Я не придал его приезду никакого значения, хочет человек родственницу встретить, что здесь особенного. На следующий день вместе поехали в порт.

— В этот раз Елена приезжает совсем. Развелась с мужем. Отъездилась! — прояснил свой приезд Борис.

— Ты знаешь, два раза ее встречал, и два раза с ребенком на палубе стояла, — сказал я ему.

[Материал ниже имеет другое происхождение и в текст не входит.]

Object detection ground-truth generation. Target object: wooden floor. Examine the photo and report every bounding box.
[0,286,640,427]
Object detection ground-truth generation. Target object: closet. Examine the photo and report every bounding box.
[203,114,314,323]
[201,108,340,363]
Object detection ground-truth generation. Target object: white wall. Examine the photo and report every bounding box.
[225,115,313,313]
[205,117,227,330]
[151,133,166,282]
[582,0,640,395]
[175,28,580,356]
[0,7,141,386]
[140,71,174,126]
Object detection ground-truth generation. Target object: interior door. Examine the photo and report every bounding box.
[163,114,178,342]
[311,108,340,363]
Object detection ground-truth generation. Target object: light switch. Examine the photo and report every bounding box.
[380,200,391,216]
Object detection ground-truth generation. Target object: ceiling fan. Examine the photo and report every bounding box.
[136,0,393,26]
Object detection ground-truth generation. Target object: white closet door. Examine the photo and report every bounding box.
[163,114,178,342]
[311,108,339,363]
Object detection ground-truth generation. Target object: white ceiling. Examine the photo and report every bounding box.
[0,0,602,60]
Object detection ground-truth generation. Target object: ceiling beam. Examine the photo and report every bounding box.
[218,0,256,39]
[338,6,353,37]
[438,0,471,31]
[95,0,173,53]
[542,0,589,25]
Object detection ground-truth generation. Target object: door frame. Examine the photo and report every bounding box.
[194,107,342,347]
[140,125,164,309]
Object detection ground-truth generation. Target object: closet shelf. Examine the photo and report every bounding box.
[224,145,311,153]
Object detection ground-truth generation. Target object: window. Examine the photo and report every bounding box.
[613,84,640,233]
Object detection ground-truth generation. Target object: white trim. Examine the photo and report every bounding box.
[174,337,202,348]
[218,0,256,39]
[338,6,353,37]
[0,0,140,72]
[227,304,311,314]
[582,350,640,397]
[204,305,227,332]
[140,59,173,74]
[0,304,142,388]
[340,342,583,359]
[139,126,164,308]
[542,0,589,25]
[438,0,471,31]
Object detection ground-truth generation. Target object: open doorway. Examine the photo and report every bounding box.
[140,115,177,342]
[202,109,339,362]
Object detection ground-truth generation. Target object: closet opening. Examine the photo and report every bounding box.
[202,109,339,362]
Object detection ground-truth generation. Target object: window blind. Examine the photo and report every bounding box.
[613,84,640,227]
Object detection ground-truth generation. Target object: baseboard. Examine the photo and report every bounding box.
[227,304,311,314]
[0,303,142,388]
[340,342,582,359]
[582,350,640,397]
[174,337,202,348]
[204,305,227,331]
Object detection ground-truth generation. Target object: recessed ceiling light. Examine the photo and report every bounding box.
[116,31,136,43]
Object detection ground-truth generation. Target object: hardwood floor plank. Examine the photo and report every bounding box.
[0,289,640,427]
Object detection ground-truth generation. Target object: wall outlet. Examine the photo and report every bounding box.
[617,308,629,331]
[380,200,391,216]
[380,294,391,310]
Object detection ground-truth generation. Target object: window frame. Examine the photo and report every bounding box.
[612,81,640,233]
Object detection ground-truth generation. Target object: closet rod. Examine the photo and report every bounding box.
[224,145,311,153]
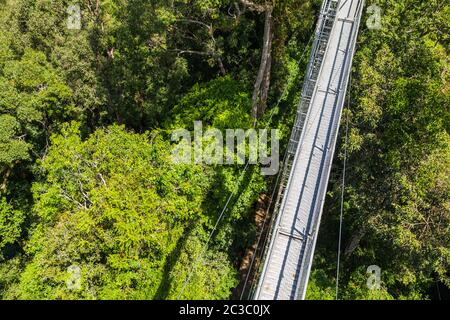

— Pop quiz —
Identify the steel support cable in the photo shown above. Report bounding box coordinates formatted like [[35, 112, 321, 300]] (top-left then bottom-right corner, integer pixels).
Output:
[[240, 34, 314, 300]]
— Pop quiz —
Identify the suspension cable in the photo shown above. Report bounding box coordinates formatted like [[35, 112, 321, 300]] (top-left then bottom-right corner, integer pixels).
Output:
[[177, 31, 313, 300]]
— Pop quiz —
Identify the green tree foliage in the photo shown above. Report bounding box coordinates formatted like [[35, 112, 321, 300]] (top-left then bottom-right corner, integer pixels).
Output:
[[12, 125, 234, 299], [317, 1, 450, 299]]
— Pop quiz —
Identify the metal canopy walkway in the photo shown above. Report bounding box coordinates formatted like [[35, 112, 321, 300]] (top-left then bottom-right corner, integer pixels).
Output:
[[254, 0, 364, 300]]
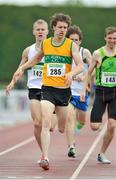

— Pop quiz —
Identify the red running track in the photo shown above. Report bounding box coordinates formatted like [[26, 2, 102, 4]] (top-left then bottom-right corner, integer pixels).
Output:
[[0, 114, 116, 180]]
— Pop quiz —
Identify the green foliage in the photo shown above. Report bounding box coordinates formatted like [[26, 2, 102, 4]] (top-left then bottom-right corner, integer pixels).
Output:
[[0, 4, 116, 82]]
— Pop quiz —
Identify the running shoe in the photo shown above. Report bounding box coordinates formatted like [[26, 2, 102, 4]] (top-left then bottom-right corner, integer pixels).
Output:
[[68, 146, 76, 158], [97, 153, 111, 164], [39, 159, 50, 170]]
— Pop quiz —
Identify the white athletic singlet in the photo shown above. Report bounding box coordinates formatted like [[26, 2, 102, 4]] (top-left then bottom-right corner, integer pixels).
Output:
[[27, 44, 43, 89], [71, 47, 88, 96]]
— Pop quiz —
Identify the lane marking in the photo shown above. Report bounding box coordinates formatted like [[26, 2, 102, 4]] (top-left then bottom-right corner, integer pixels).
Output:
[[0, 136, 35, 156], [70, 123, 107, 179]]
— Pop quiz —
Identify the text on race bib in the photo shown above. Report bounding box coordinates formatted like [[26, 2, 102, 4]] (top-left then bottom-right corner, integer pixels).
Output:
[[32, 65, 43, 78], [47, 63, 65, 76], [102, 72, 116, 84]]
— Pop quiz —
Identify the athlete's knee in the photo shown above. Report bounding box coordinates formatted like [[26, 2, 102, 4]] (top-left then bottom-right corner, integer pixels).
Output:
[[58, 128, 65, 133], [91, 123, 101, 131], [34, 122, 42, 129]]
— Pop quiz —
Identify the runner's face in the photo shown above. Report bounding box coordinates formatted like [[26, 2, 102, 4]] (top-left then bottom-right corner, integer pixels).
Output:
[[69, 34, 81, 46], [53, 21, 68, 39], [104, 32, 116, 48], [33, 23, 48, 41]]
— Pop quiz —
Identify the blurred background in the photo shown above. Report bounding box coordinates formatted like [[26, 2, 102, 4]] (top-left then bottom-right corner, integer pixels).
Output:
[[0, 0, 116, 127]]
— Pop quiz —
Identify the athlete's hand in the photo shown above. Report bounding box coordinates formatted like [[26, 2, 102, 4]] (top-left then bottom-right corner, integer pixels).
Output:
[[13, 67, 24, 82], [65, 72, 72, 87], [80, 91, 86, 102], [76, 75, 83, 82], [5, 80, 15, 96]]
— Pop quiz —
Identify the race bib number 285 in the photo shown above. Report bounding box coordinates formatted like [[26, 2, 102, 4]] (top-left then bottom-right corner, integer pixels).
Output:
[[47, 63, 65, 76]]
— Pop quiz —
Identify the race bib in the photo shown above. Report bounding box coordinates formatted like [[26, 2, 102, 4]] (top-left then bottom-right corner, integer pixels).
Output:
[[32, 65, 43, 79], [102, 72, 116, 84], [47, 63, 65, 76]]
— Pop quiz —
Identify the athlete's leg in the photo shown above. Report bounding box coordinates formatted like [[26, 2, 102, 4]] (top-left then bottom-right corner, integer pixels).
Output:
[[100, 119, 116, 153], [56, 106, 68, 133], [41, 100, 55, 158], [30, 99, 42, 150], [66, 103, 76, 146]]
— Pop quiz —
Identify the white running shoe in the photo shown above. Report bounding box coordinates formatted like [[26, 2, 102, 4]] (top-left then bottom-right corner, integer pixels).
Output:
[[97, 153, 111, 164]]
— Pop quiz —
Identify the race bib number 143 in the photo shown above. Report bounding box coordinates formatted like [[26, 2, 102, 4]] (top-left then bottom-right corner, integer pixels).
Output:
[[102, 72, 116, 84]]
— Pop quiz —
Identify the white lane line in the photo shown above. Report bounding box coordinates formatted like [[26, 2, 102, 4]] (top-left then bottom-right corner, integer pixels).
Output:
[[70, 123, 107, 179], [0, 136, 35, 156]]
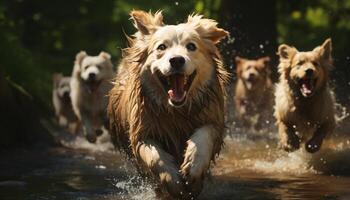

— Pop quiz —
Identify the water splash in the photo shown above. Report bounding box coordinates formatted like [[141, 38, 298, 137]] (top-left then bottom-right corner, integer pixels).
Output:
[[112, 163, 156, 200]]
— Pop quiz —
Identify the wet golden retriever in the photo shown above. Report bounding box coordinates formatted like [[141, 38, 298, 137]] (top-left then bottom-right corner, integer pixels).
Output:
[[234, 56, 273, 130], [275, 39, 335, 153], [108, 11, 228, 199], [70, 51, 115, 143], [52, 73, 79, 133]]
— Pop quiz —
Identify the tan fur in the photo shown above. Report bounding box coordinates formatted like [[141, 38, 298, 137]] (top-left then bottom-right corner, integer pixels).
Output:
[[70, 51, 114, 142], [234, 57, 273, 130], [108, 11, 228, 198], [52, 73, 79, 133], [275, 39, 335, 153]]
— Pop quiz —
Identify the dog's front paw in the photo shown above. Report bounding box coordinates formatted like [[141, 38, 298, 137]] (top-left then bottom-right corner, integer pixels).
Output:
[[305, 138, 322, 153], [281, 135, 300, 152], [180, 143, 210, 197]]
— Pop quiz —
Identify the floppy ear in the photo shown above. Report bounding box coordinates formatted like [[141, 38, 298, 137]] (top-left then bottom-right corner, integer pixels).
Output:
[[314, 38, 332, 60], [187, 15, 229, 44], [75, 51, 87, 66], [277, 44, 298, 60], [52, 73, 63, 88], [259, 56, 271, 65], [235, 56, 245, 76], [98, 51, 111, 60], [130, 10, 163, 35]]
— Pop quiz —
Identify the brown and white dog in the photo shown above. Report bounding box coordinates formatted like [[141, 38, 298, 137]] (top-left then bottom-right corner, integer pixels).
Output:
[[275, 39, 335, 153], [108, 11, 228, 199], [234, 56, 273, 130], [52, 73, 78, 133], [70, 51, 115, 143]]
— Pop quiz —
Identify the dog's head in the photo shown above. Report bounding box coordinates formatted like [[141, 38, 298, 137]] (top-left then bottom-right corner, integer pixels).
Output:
[[52, 73, 70, 101], [75, 51, 113, 89], [278, 39, 332, 98], [131, 11, 228, 107], [235, 56, 271, 90]]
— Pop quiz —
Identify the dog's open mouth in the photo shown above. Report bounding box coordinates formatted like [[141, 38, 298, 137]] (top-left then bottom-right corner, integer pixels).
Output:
[[158, 72, 196, 107], [299, 78, 317, 97]]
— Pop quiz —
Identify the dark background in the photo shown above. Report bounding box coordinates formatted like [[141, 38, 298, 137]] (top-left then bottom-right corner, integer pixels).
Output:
[[0, 0, 350, 145]]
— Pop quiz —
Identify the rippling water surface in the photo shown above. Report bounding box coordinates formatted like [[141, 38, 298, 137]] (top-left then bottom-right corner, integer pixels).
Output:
[[0, 115, 350, 200]]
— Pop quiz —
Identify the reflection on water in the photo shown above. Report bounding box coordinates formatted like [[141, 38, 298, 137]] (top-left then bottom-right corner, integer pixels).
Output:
[[0, 118, 350, 200]]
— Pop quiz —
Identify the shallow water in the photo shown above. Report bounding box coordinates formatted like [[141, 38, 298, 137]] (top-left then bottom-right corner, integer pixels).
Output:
[[0, 121, 350, 200]]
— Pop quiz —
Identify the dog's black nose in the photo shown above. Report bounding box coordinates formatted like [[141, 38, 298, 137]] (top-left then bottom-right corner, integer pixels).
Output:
[[169, 56, 186, 69], [63, 91, 69, 98], [89, 73, 96, 81], [305, 69, 314, 77], [248, 73, 255, 79]]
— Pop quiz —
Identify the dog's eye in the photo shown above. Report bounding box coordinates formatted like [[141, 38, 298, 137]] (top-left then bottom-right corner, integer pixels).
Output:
[[312, 61, 318, 67], [157, 44, 166, 51], [297, 60, 304, 65], [186, 42, 197, 51]]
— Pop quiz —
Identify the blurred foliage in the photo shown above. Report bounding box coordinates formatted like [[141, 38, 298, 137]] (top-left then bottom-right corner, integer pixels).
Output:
[[0, 0, 350, 109]]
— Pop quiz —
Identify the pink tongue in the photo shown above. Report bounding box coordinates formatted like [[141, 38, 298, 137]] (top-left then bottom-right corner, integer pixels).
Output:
[[168, 74, 185, 102]]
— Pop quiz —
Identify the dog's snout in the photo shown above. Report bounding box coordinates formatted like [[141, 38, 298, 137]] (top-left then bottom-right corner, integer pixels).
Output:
[[89, 73, 96, 80], [169, 56, 185, 69], [305, 69, 314, 77]]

— Да она на необитаемом острове ребенка найдет. Своих хочет иметь, но разобраться с мужем не могут. Он ей категорически заявил, что ребенок у них может быть только при условии, если Елена примет его гражданство. А она наотрез. Перед свадьбой она предупредила жениха, что от советского гражданства не откажется. Он согласился, думал, наверное, что уговорит позже. Надо сказать, что парень он красивый — высокий, боксом занимался. В общем, мужик что надо. Был у нас в Москве год, язык совершенствовал. И вот такая беда. Уперся: если родишь, то разойдемся. А Ленка его очень любила, да и сейчас, дура, любит. Девять лет промучили друг друга. Что он только не делал, чтобы ее убедить сменить подданство, но Елена наотрез. А после того как сказала ему, что умирать на Родину уедет, он не выдержал и предложил развод. До лета дотянули и, вот, едет домой. Ты знаешь, с одной стороны, жалко ее, но с другой — как-то спокойнее стало, все-таки дома будет.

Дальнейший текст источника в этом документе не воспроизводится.